The energy that Mary would have given to her own children, and that was not expended on the children of others, went into creative endeavor. She baked, canned, cooked, sewed, crocheted, knitted, gardened, painted water colors, organized outings for her church group, held family events, and taught English as a second language. She also managed household practicalities. She did all this while leaving the impression that she was a ditzy, jolly, dame who never could find a reason not to laugh. To us kids lucky to fall into her sphere, she was also a master story teller. She spun tales from whole cloth, never missing a beat between the interconnected adventures of children caught in dire circumstances. I don’t recall the specific plots, and they may not have hung together under examination, but the enthusiasm of her delivery made them captivating.

Mary was my mother’s sister – Ann and Mary, and Mary’s confirmation name was Ann. Ann seemed more serious than Mary, but Mary was more structured than Ann. That different approach to time was the only thing I ever saw fall between them that was not happy, and it was due almost entirely to the schedules and temperaments of their husbands. Jack, a union carpenter, was off work exactly at four, usually home before four-thirty, and expected dinner on the table by five. My father, Pete, was a self-employed auto mechanic who finished the repairs his two hires either didn’t or couldn’t, and was often not home until seven-thirty or later. He didn’t have a phone at the garage until I was in high school, so Ann would begin dinner more or less at six-thirty and hope for the best. So, the phrase “time’s flying” that Ann would find so annoying from Mary’s mouth, was only ever relevant to Mary. Otherwise, they were picture-perfect sisters.

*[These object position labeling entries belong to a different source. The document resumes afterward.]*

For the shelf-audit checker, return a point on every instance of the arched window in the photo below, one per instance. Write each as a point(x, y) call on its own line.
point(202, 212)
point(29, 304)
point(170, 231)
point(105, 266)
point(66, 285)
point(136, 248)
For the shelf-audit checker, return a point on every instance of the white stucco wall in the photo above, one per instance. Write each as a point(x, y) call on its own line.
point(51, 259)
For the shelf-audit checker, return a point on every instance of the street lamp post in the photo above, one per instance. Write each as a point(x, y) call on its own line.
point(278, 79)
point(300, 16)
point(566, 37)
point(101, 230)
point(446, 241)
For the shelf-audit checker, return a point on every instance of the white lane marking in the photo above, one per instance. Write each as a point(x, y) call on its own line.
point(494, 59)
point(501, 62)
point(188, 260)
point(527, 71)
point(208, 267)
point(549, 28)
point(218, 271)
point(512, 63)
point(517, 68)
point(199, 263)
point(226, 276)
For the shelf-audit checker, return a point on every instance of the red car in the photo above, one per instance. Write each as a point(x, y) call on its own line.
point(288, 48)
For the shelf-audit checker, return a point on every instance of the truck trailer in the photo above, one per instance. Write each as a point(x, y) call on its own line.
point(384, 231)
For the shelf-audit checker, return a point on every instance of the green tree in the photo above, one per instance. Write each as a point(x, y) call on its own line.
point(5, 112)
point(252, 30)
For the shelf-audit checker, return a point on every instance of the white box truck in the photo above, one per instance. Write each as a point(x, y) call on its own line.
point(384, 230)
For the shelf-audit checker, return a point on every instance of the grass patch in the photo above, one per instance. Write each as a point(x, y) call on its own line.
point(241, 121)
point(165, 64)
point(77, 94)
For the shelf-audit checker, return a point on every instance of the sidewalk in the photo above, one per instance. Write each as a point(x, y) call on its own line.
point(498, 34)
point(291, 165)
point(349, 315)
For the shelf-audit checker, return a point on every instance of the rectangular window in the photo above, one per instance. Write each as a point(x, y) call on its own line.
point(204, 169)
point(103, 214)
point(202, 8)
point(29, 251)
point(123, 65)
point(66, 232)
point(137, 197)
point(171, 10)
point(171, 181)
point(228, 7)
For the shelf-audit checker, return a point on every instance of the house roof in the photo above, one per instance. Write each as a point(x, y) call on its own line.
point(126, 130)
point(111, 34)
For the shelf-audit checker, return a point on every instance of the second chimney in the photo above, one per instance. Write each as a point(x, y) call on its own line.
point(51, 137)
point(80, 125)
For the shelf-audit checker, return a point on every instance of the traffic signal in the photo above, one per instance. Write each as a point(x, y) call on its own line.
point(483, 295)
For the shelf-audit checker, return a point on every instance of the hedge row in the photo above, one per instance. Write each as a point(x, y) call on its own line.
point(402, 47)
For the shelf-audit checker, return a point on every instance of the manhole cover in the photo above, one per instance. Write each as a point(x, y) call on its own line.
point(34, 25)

When Mary became suddenly ill in the late summer of 1985, she faced it as bravely as she did anything in life. I was in New York – on a visit before I decided to move there – when I was told the news. “She’s filled with cancer” my father said during one of the few phone conversations we ever had of more substance than the weather. I cried for hours. I’m sure my mother did too, but I never saw it; that was probably why it was my father who broke the news. I flew back in time to see Mary for her final three days. As I massaged her feet, she remarked that she had never been so sick. My mother whispered an injunction to rub all the cancer out of her body through the feet. I dearly wished I could.

At her funeral, the priest extolled Mary’s commitment to life by quoting her from only ten days prior, before the symptoms had exploded. She had been organizing a trip for a woman’s group to botanical gardens in San Francisco. “Why are you going to all this trouble? Collecting money, renting a bus, reserving tickets, plans for lunch?” he asked her. “Because I think the ladies will enjoy it.” As I recall, the trip was made in her memory, and yes, they did enjoy it.

My mother helped Jack refresh the house when he returned to find it suddenly empty of Mary’s presence. She had to teach him how to balance his check book, how to pay bills. He had never done either himself. Jack lived another couple of years, and kept up a steady stream of jokes and quips when around family, but the front drapes of the house he built for his wife were never opened again. My mother tried once, and he jumped like a frightened cat. It was as if by leaving them drawn he could keep Mary’s spirit home and within easy reach.

By the way, Mary and Jack’s place recently sold, this time for over a million. I doubt that it cost Jack more than ten thousand to build, land included. The back and side yards have gone to weed. No one has time to maintain such a property anymore, they’re too busy trying to pay it off. I hope my young friends in Piazza Sant’Andrea, and as many of their generational cohort as possible, will grow up to have more balanced choices.

I also hope they all have a zia Maria. I suspect most of them do.

 

 

(I wish I could post photos, of Mary at least, but I have none with me. There will be by June.)